Is increased highway spending a tradeoff that transit advocates must accept in exchange for higher levels of investment in rail and buses? This question has been ricocheting around the Streetsblog Network the past few days.
In one corner is Cap’n Transit, who argues that increased transit investment is meaningless unless it outpaces the growth of highway spending and helps move cars off the roads. In the other corner, Yonah Freemark at The Transport Politic argues that political realities dictate that transit spending increases will be part of an across-the-board boost in infrastructure spending.
Here’s how Cap’n Transit makes his case:
If you support transit because you care about global warming, or asthma, or carnage, or the social effects of sprawl, or conserving energy — even if you care about equal access to jobs, services, housing and shopping — more transit is not always better. I’ve talked about this before, and people haven’t really picked up on it. Maybe because I’m not being clear enough, or maybe because they think I’m being a nut. Still, let me try to be as clear as I can.
For pollution, efficiency, carnage, obesity and social issues, what matters is the mode share.
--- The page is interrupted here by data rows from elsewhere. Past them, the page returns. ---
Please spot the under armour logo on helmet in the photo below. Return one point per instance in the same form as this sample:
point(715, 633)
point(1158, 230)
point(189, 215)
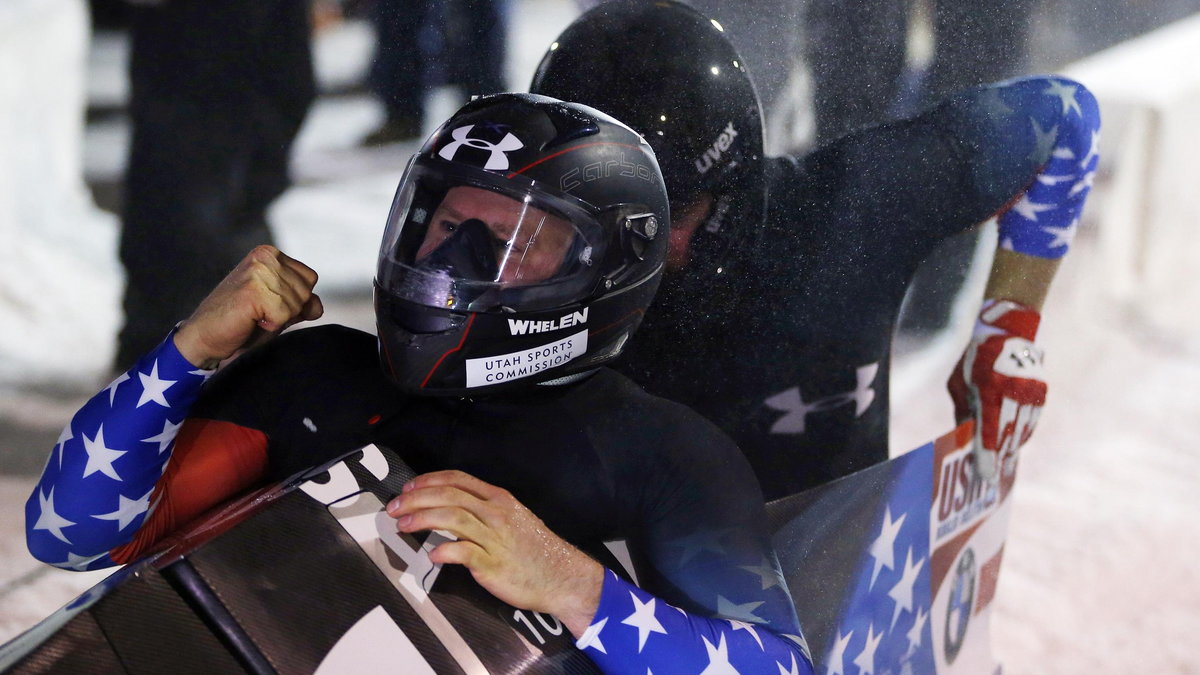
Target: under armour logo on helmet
point(797, 410)
point(496, 161)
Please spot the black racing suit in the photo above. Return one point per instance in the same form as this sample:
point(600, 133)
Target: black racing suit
point(597, 460)
point(784, 338)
Mode share is dependent on relative capital investment, not absolute spending. The government can build all the transit we want and it won’t boost mode share, if it builds more roads than transit.
Freemark says that we’ll need to change the way we fund transportation before it’s politically tenable to expand transit without expanding highways:
The American transport funding mechanism is rooted in the user fee, a product of a certain logic that assumes that people should pay for what they use. The reliance on the user fee is a reasonable explanation for why it is politically necessary to devote the majority of fuel tax revenue to roads resources rather than transit. From an economics perspective, transit may be construed as simply another part of the greater transport system, so there is not necessarily a contradiction between the user fee and the transit subsidy. But in a country where the vast majority of people drive to fulfill the majority of their transport needs, it would be politically untenable to suggest that most roads money be transferred to transit users.
A right-headed long-term approach would require that either we pull the national government out of the transport financing game altogether, or that we pull away from the direct connection between highway user fee collections and spending. Only after that change has been made can we really focus on altering the manner in which we distribute our limited transportation dollars.
What’s your take? Is it counterproductive for transportation reformers to get behind efforts to broadly boost infrastructure spending, given current political realities? Or is it possible right now to increase transportation investment while being more selective about the projects that merit support?
Elsewhere on the Network today: Transport Michigan reports that the most recent election cycle was a bonanza of support for transit, with five out of five transit levies in the western half of the state winning approval. So why is one legislator trying to strip $20 million in transit funding from the state budget? Meanwhile, not to be outdone by Portland, Milwaukee is showing off its first on-street bike parking corral, reports Urban Milwaukee. And Burning the Midnight Oil ponders the benefits of a “steel interstate” system for the US.